Quelques semaines après Edouard-Jean Empain, le 7 mars 1978, un autre baron est enlevé : l’homme d’affaires Charles-Victor Bracht. Après avoir quitté en Jaguar son château de Schoten, il se gare vers 9 h 30 dans un parking privé près du Meir à Anvers. C’est alors qu’on perd sa trace. La police découvre quelques gouttes de sang et des cheveux à côté de la voiture. Une demande de rançon parvient à la famille, qui demande des preuves que le baron est encore en vie. Elle ne recevra en retour que sa montre et les clés de voiture. Mauvais présage encore lorsque, le 2 avril, la Gazet van Antwerpen reçoit un coup de fil anonyme : « Le baron Bracht est mort et il faut avertir la police », transmet l’interlocuteur dans un mauvais anglais. Le 8 avril, Théo Bracht, le fils, demande via la RTB et la BRT à un certain « D » de reprendre contact. Le lendemain, il reçoit un appel l’invitant à se rendre à Oelegem, sous un pont d’autoroute. Un message caché sous une pierre conduit jusqu’au corps du baron, caché sous un tas d’immondices. L’autopsie révélera que sa mort remonte à la date de son enlèvement…

Grâce à un appel à témoins, la police met la main sur Marcel Van Tongelen, un électricien d’Aarschot qui se faisait appeler « Dexter » dans sa jeunesse. Il reconnaît le meurtre quatre jours plus tard. Il sera condamné à mort en 1980.

Par François Janne d’othée

Cet article est paru dans sa version papier le 4 février 2011.

En 2008,le baron Empain raconte une vie coupée en deux

Comment s’est passée votre libération ?

Edouard-Jean Empain : Ils m’avaient emmené, comme d’habitude, dans un coffre de voiture, on a roulé une petite demi-heure, puis ils m’ont dit : « Tu peux descendre. » J’étais à Paris, porte d’Ivry, un endroit que je ne connaissais pas. J’avais, en plus, des troubles de la vision. Ils m’avaient laissé un billet de 10 francs français. J’ai pris le premier métro. Je suis descendu à la station Opéra : là, je savais où j’étais. J’ai téléphoné à la maison. Je suis tombé sur un policier et on est venu me chercher.

Quel souvenir gardez-vous de votre séquestration ?
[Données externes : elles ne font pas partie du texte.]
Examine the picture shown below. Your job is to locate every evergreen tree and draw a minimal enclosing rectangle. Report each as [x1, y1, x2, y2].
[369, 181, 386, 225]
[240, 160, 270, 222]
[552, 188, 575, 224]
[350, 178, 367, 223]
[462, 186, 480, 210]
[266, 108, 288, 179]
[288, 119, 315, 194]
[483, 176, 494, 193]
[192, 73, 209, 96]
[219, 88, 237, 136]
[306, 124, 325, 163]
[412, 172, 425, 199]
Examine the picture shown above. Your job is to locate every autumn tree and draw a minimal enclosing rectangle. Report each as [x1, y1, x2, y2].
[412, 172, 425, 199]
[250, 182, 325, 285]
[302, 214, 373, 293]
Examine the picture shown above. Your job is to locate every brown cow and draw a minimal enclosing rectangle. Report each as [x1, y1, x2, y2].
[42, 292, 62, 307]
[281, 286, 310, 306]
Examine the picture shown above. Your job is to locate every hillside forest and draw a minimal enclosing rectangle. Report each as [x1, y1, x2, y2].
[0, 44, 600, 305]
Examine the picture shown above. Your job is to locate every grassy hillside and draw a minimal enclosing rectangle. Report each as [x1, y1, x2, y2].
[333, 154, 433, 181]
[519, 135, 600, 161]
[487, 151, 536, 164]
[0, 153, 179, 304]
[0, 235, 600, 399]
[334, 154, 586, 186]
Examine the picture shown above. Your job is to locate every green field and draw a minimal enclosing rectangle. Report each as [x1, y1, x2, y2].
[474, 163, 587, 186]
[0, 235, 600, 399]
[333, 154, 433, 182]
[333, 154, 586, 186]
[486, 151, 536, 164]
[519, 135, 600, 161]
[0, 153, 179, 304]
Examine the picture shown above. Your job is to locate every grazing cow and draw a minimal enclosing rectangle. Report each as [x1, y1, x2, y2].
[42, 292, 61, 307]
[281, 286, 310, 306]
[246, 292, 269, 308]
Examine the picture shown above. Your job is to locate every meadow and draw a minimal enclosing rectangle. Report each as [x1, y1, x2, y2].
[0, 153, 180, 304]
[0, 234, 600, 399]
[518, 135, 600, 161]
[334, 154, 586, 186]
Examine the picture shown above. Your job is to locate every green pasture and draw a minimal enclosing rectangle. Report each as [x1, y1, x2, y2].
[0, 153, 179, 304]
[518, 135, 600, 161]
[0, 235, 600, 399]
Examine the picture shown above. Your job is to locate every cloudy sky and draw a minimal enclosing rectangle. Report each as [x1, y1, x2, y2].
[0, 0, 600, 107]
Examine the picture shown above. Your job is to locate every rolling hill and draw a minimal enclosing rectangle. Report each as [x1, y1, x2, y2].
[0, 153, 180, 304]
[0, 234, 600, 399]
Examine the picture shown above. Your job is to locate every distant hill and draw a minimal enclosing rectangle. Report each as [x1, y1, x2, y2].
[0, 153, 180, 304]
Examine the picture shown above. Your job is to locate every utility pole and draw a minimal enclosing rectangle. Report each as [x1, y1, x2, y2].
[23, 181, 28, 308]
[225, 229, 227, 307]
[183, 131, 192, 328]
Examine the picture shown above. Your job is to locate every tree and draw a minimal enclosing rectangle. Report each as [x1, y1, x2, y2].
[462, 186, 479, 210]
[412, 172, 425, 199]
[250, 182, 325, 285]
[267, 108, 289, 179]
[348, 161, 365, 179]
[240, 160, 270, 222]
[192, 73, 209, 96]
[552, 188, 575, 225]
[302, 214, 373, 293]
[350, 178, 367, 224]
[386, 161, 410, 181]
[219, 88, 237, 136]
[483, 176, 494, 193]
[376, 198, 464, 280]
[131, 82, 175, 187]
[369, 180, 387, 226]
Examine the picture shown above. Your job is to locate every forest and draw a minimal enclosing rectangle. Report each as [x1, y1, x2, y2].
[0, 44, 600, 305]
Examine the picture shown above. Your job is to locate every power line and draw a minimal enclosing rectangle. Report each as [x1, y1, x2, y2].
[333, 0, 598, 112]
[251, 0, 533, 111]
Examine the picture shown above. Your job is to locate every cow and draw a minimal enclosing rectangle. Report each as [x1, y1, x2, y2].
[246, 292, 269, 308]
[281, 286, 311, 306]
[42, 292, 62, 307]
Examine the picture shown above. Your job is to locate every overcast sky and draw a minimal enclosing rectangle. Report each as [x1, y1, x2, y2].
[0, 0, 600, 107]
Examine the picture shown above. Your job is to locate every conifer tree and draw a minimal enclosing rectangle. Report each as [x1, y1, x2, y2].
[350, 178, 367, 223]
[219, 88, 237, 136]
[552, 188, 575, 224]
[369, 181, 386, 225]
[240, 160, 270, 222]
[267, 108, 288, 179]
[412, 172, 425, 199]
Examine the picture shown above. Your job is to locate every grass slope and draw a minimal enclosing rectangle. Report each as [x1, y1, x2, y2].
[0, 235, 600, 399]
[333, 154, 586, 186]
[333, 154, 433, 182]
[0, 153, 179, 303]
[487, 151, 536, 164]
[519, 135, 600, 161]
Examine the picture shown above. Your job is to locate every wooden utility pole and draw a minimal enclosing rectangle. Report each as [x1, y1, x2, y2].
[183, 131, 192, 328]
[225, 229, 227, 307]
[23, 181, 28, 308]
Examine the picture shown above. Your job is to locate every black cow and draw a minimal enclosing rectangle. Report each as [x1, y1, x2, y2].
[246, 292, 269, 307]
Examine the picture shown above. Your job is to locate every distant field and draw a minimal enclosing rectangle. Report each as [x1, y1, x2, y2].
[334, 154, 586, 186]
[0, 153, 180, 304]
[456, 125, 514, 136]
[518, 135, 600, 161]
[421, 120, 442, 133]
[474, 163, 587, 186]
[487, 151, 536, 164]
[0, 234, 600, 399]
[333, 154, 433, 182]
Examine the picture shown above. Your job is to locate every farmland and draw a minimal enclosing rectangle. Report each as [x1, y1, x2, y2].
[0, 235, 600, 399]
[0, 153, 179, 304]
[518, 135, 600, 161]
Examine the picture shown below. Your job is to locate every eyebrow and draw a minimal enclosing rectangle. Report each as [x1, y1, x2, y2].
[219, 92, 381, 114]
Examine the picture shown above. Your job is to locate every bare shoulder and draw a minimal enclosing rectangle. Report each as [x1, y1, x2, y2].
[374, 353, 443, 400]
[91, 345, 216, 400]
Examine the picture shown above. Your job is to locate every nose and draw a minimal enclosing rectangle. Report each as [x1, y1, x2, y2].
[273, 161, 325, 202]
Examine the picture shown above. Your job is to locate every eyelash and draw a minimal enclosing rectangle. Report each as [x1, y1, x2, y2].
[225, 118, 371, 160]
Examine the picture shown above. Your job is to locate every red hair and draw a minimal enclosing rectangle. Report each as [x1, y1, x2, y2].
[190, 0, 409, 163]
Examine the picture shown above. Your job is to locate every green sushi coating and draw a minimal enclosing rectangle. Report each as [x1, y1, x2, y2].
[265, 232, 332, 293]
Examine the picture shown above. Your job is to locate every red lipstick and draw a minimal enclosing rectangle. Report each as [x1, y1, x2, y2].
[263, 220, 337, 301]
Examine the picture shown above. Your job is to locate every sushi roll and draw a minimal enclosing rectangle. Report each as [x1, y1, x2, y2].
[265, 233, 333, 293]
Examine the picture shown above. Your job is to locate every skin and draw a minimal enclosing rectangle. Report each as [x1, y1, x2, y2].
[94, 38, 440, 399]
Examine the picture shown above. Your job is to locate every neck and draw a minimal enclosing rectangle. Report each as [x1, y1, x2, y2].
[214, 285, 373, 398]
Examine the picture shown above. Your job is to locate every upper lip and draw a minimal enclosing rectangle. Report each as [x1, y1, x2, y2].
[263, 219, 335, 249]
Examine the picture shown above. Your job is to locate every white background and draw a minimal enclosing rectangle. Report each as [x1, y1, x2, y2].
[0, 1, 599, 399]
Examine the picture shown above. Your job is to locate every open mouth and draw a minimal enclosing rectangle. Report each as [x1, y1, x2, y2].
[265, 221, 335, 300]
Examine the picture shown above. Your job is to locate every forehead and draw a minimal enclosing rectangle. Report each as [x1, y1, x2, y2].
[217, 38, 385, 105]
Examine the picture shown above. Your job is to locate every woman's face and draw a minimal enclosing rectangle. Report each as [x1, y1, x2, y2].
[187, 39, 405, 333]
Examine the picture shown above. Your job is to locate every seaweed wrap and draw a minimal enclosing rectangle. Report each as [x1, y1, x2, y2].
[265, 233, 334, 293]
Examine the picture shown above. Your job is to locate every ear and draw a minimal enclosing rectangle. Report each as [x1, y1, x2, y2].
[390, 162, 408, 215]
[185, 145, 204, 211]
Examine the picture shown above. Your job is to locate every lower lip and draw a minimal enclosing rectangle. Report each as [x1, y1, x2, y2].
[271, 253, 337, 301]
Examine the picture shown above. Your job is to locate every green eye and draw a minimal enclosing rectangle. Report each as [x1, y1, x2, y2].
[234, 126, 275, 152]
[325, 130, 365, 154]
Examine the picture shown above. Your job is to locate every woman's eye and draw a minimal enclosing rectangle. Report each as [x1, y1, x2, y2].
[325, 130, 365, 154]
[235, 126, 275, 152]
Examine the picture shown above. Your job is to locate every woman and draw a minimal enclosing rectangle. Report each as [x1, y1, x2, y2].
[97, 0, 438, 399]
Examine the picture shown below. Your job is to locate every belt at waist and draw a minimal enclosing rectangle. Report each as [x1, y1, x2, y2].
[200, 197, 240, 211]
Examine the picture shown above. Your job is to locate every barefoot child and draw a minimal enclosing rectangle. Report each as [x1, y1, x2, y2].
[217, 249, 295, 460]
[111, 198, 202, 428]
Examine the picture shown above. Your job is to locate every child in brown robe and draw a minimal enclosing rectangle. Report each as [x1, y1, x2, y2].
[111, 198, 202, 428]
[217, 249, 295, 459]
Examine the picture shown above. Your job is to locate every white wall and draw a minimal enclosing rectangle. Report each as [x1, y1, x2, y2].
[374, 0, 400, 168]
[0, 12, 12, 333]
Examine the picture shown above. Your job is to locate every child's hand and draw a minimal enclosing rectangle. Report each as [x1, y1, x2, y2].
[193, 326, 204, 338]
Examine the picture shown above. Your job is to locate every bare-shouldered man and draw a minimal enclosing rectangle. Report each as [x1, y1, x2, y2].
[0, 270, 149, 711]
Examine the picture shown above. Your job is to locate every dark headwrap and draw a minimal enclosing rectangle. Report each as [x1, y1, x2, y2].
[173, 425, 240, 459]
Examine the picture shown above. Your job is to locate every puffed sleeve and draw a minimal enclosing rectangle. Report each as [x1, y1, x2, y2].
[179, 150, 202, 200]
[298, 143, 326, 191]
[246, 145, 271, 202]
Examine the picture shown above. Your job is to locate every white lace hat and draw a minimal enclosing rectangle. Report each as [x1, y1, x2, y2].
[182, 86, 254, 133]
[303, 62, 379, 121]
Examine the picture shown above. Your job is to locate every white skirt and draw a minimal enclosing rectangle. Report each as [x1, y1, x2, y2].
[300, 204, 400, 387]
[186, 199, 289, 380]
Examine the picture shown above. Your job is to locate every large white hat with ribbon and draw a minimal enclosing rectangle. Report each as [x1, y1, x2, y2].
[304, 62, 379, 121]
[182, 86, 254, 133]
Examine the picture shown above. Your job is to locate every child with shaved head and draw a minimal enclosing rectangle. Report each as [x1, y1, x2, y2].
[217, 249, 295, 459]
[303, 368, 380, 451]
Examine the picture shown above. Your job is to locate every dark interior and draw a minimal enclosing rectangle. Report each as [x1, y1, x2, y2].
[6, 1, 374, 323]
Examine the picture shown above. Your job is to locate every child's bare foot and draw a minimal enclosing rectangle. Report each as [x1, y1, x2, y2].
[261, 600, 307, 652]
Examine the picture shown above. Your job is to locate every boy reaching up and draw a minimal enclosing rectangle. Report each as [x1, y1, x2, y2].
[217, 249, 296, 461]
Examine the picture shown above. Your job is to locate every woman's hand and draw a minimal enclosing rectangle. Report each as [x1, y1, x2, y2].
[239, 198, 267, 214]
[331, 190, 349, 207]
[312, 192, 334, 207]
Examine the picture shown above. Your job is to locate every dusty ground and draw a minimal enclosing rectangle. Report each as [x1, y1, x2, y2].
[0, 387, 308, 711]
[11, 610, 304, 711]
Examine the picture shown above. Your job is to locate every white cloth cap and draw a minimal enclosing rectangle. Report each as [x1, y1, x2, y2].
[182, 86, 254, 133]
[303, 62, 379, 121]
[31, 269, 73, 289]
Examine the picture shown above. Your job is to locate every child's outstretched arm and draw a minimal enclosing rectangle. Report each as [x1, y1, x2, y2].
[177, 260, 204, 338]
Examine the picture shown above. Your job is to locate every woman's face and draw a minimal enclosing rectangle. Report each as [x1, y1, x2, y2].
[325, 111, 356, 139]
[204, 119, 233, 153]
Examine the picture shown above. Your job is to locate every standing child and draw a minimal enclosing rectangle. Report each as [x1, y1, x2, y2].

Le souvenir le plus difficile n’est pas lié à la faim, ni au froid, ni même à la peur, qui furent mon quotidien durant deux mois. Non, c’est plutôt de m’apercevoir que la nature humaine n’est pas si belle que ça. Ma disparition avait réjoui certains et rendu indifférents beaucoup d’autres, y compris des proches. En moins de deux mois, sans qu’on retrouve mon corps, on m’avait déjà enterré. On a même vendu ma voiture personnelle pendant ma captivité !

Comment l’expliquer ?

Disons que mon retour n’était pas programmé. J’occupais un poste au sein de l’industrie française qui pouvait gêner certains. J’étais le principal décideur du nucléaire français : on construisait des centrales, on était en situation de monopole… J’étais atypique, je ne sortais pas de l’ENA ni de Polytechnique et, en outre, j’étais belge. Je gênais les pouvoirs publics, en même temps que la plupart de mes collaborateurs. Quant à ma famille, elle était davantage intéressée par mon héritage.

Faut-il y voir un lien avec votre enlèvement ? Ce rapt garde sa part d’ombre…

Que tout n’ait pas été fait pour me faire revenir, j’en suis certain. Mais, au départ, les raisons étaient purement crapuleuses. Même s’ils n’étaient pas responsables de l’enlèvement, certains ont sauté sur l’aubaine…

Que sont devenus les ravisseurs ?

Ils ont été libérés après dix ans. J’en ai revu deux. Les rapports étaient inversés. Quand j’étais sous leur emprise, ils me bousculaient, me tutoyaient. Quand je les ai revus, c’était « Monsieur le baron » et c’était moi qui les tutoyais. Un autre est même venu me demander du travail. Là, il poussait le bouchon un peu loin ( rires).